In 2018, Amazon paid $1bn (£756m) to secure Ring (a smart-camera doorbell start-up) to rival Google’s own Nest security system. The companies are now vying to corner this new corner of the UK tech market - but at what cost?
Opening the door for business
Video enabled and motion activated doorbells offer customers the ability to see and interact with visitors to their door. They can add an element of convenience for homeowners whilst they are away from home by allowing them to interact with guests and delivery drivers.
Some products like Nest Hello, and Amazon Key, even include smart locks allowing us to grant entry to our home for deliveries, groceries, tradespeople and dog walkers when we aren't around. This is a key synergy for Amazon, allowing it to increase the amount of successful deliveries for its core business. If Amazon were to combine its two offerings, it could offer the retailer an advantage as it expands into new areas such as groceries and delivered to your door prescriptions (following its acquisition of Whole Foods and PillPack).
A modern and affordable security solution
Being video enabled and motion activated, with the ability to link to other smart security devices (such as security cameras, lights and alarms), the devices also offer a modern home security solution. This is a key selling point for the tech giants who see boosts in neighbourhood sales when customers share videos of break-ins and suspicious activity on social media. Ring have even introduced its own sharing platform in the form of its “Neighbors” app, which has been designed to share real-time crime and safety alerts from neighbours and local law enforcement.
But at what cost to our communities and private lives?
Critics have argued that the devices have been stirring up fear of crime in communities where it is actually decreasing.

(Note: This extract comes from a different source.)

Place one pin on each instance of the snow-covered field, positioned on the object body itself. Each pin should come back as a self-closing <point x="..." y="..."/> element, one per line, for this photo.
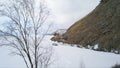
<point x="65" y="57"/>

They argue the ability to share video content to social media platforms, is creating suspicion which falls more heavily on ethnic minorities, having the potential to reinforce racial barriers. Privacy activists have also been greatly concerned by Ring's partnership with police departments in the UK and US.
Through these partnerships police forces have been encouraging, subsidising, and even giving away devices in attempts to decrease crime and increase surveillance in communities. The partnerships are more established in the US, where it is reported that forces have access to heat maps of Ring devices. Ring have even considered proposals to allow police to remotely activate users devices in response to criminal activity in an area. At present in the UK, Ring is understood to have partnered with the Metropolitan Police, and forces in Suffolk, Leicestershire, Humberside and Hertfordshire.
The ability to integrate facial recognition technology into the devices is also concern. The functionality is already built into Google's product, and a patent has been filed appearing to show that Amazon is seeking to create a private database of suspicious persons. These persons could then, depending on local privacy laws, be tracked across communities. The future nature of these partnerships and impacts on our privacy remains to be seen.
But we’re in control, right?
To mitigate these privacy risks, Ring is developing new software to allow users to manage which devices and services can access their products. They are also introducing an opt out option for in-app police requests (although footage can still be requested or required by police directly). But does that mean you are in complete control? Ring's privacy notice can shed some light here. It states information may be shared with affiliates and business partners where they jointly offer products and services, or for marketing, customer service, order fulfilment and data analytics purposes. This will come as no surprise to Amazon Alexa and Google Home sceptics, who are already keen to keep the large tech companies out of our homes as they compete to learn more about us and our shopping habits.
Neighbouring and public property
For the UK at least, use of these devices and their impact on communities will be restricted by data protection laws. For example, in the UK, homeowners will need to be aware if their video doorbells and connected cameras capture footage of neighbouring or public property (think roads, and pavements) then they will be subject to the requirements of the Data Protection Act applying to the use of CCTV. This can, subject to limited exemptions, require individuals to give notice to the public of their use, limit the use and sharing of the footage and give effect to data subject rights. As with any domestic use of CCTV, there is also the risk of conflict with neighbours. Mistakes made here can prove costly, as was the case in 2017 when a dispute between two neighbours over their mutual use of CCTV, led the Scottish court to order the defendant to pay £17,000 in compensation to their neighbour (Wooley & Wooley v Nahid Akbar Or Akram  SC EDIN 7 ).
Claiming in some circumstances police could get a warrant forcing people to provide footage, she added: "The blurring of the line between law enforcement and private companies is a real concern." Griff Ferris, a legal officer at Big Brother Watch, has also referred to the partnership as 'a chilling Amazon-sponsored police project to extend the surveillance state on to people's property' that 'must be stopped'. However, Detective Superintendent Andy Smith of Suffolk Police has said the partnership is 'massively powerful', and that it has already led to the capture of several criminals.